I found clients were able to change their thinking and behaviors, and as a result, their feelings and emotions, to varying degrees and on different timetables. One client reported she had consciously changed a negative pattern of thinking to a more positive one within a few weeks, and as a result had significantly reduced stress and anxiety and slept better. Her entire presentation changed from forlorn and dragging to bright and eager. That told me clients had the ability to make rapid and meaningful changes. When you observe someone change like that, it’s a beautiful thing.

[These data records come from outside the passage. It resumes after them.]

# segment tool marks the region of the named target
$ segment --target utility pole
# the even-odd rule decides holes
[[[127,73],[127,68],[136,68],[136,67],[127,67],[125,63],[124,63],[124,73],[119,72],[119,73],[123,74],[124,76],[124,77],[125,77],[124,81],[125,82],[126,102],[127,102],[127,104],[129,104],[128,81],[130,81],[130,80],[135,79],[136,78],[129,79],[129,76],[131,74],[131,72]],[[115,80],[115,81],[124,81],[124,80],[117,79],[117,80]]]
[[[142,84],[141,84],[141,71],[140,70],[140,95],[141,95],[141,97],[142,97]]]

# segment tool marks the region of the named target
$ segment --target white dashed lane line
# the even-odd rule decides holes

Others struggled with the same issues of anxiety, anger or dependency for months with small improvements and back slides. They had walls that were harder to penetrate, built over lifetimes of learned behaviors, ingrained messages and adaptations to survive circumstances.

Overall, the internship provided a fascinating window into the human experience and human behavior through my adult and child clients and their families. It was a privilege to get to know them, and difficult to tell them I had to leave when my internship ended.

The internship also taught me how little I know about mental health disorders and strategies to help people who suffer from them. There’s so much to learn about the science and art of mental health and therapy. And about how to be comfortable just being with people, showing authentic caring, developing a connection and earning their trust. But I’m learning, and excited about expanding my knowledge, getting better at being helpful and more courageous about challenging people to dive deeper below the surface to confront the roots of their problems. All signs indicate it will be a rewarding new career. I’m glad I took that gamble.